Los cuerpos de Karen y Jude Cullen se movían de adelante hacia arriba repetidamente, sin importar quién iba primero.
Cuando Jude Cullen no podía mantener el equilibrio, Karen lo sujetaba, y cuando Karen se balanceaba demasiado, él la sujetaba a ella.
Gritó de nuevo el anciano, pero incluso el conductor y el mayordomo estaban indefensos.
No había forma de detener a la bestia que no entendía mientras enloquecía y se desbocaba.
En el carruaje que se sacudía violentamente, Karen y el anciano se abrazaron y gritaron entre sí a gritos.
Karen gritó con fuerza en una situación en la que no podía controlarse.
Jude Cullen parecía no entender.

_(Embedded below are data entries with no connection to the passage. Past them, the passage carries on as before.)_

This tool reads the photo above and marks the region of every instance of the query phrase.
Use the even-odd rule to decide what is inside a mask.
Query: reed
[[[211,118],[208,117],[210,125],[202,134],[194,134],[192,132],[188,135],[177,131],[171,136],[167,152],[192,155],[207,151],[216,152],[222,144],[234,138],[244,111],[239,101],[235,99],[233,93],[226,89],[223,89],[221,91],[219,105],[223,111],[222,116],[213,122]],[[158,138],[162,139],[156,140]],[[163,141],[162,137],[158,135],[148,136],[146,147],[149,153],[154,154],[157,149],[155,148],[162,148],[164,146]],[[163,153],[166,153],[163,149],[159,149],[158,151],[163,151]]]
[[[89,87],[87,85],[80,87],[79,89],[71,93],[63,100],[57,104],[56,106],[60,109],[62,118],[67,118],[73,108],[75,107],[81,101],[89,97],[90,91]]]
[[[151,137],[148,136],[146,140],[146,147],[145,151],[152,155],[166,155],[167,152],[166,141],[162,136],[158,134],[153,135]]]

A sus ojos, Karen no parecía una persona con la capacidad de resolver esta situación.
A pesar de las ansiosas protestas del anciano por disuadirla, Karen tropezó y abrió la puerta del carruaje.
Jude Cullen gritó horrorizado al ver que Karen parecía estar a punto de saltar del carruaje.
Pero a pesar de que él trató de detenerla, Karen se estiró hacia el exterior del vagón arrastrándose.
Su esbelto cuerpo colgaba precariamente del exterior del carruaje.
¡Hiiiiiiii!
El cuerpo femenino se agitó cuando el caballo levantó las patas delanteras.